Ao GRANDE PRÊMIO, então, a Giaffone Racing, que produz os motores da Stock Car, explicou como foi que a falha ocorreu: “O que aconteceu com o Thiago Camilo, na última etapa do ano, foi que realmente queimou um cabo de vela dele. Esse cabo de vela é colocado pelas equipes, e não pela Giaffone Racing”, contou Zeca Giaffone, responsável pela fornecedora.

“Por quê? Porque sempre que você vai colocar o motor no carro, você precisa tirar o cabo de vela, do contrário você não consegue colocar o escapamento. Então a gente manda o motor para as equipes sem cabo de vela.”

“E ali, com esse formato novo da Stock Car neste ano, ficou em complicado mesmo, bem sensível, porque esquenta muito aquela região, e se a equipe não toma um super cuidado essas coisas podem acontecer. E foi isso no caso dele. Então, não foi uma falha da Giaffone Racing nesse caso”, concluiu.

Em 2020, a Toyota chegou com o Corolla (Carro de Camilo na Ipiranga) e se juntou a Chevolet, que tem o Cruze. Os carros mudaram bastante em relação à geração anterior, e era esperado desde antes da temporada que certas dificuldades aparecessem.

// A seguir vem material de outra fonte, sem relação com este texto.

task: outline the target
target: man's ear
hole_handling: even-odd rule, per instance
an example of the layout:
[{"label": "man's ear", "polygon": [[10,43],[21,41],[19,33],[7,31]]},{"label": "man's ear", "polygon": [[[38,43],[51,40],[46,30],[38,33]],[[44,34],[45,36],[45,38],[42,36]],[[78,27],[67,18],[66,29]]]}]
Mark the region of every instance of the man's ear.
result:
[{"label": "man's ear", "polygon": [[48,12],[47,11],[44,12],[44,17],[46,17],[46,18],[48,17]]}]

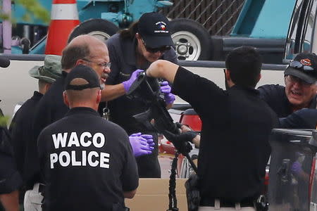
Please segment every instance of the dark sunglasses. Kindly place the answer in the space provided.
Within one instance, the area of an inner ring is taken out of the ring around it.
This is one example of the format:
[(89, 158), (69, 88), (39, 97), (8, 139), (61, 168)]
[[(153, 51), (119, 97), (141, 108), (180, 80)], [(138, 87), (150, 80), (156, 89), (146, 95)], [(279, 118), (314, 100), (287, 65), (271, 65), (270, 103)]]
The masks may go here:
[(141, 40), (142, 41), (142, 43), (145, 46), (145, 49), (147, 49), (147, 51), (148, 51), (149, 53), (155, 53), (158, 51), (161, 51), (161, 53), (163, 53), (163, 52), (170, 49), (170, 46), (161, 46), (160, 48), (156, 48), (156, 49), (149, 48), (149, 47), (147, 47), (147, 44), (145, 44), (143, 39), (142, 39)]
[(312, 71), (313, 68), (311, 66), (304, 65), (299, 61), (293, 60), (290, 63), (290, 66), (296, 69), (303, 69), (306, 71)]

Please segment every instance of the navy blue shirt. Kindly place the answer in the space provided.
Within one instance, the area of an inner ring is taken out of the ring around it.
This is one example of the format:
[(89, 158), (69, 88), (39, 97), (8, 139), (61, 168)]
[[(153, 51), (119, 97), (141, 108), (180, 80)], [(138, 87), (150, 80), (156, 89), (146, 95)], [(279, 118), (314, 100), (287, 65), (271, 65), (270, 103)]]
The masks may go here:
[(113, 210), (138, 186), (126, 132), (90, 108), (72, 108), (38, 138), (45, 210)]
[[(0, 117), (3, 117), (1, 109)], [(0, 126), (0, 194), (16, 191), (22, 184), (10, 142), (10, 136), (6, 127)]]
[(261, 193), (271, 153), (274, 112), (254, 89), (234, 86), (228, 91), (180, 67), (172, 92), (192, 105), (202, 130), (198, 158), (201, 205), (213, 198), (231, 202)]
[[(118, 84), (130, 79), (137, 69), (147, 70), (151, 65), (145, 63), (142, 66), (137, 64), (137, 40), (122, 39), (119, 34), (112, 36), (106, 41), (109, 51), (111, 72), (106, 83)], [(176, 53), (173, 48), (164, 52), (160, 59), (177, 63)], [(133, 115), (145, 112), (150, 105), (142, 98), (131, 98), (126, 95), (108, 102), (110, 109), (110, 120), (121, 126), (130, 135), (136, 132), (150, 134), (156, 143), (152, 153), (137, 158), (140, 177), (161, 177), (161, 169), (157, 155), (158, 154), (158, 137), (156, 132), (149, 131)]]
[[(62, 76), (58, 78), (45, 93), (35, 108), (34, 121), (30, 122), (33, 127), (32, 140), (37, 140), (41, 131), (47, 125), (62, 118), (69, 108), (64, 103), (63, 92), (64, 91), (64, 81), (67, 76), (66, 72), (62, 72)], [(35, 144), (36, 146), (36, 144)], [(35, 152), (34, 156), (37, 158)], [(41, 181), (39, 175), (39, 165), (38, 158), (33, 163), (34, 181), (33, 183)]]
[(33, 140), (32, 125), (35, 108), (43, 96), (35, 91), (32, 98), (26, 101), (15, 113), (10, 124), (12, 145), (13, 146), (18, 170), (21, 174), (26, 189), (32, 189), (35, 181), (38, 181), (38, 162), (37, 141)]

O Diário Motorsport, site parceiro do GP, explicou antes do campeonato como funcionou a situação das unidades de potência: “Para obter o máximo equilíbrio, a GR mandou fazer na DART, nos Estados Unidos, blocos e cabeçotes específicos de competição para o Toyota Corolla. Foi descartada a opção por um modelo Toyota de rua por capacidade volumétrica e peso. A diferença na litragem dificultaria a equalização. (…) Há, efetivamente, um caminho a percorrer, inclusive com a possibilidade de um motor Toyota inteiramente novo no futuro.”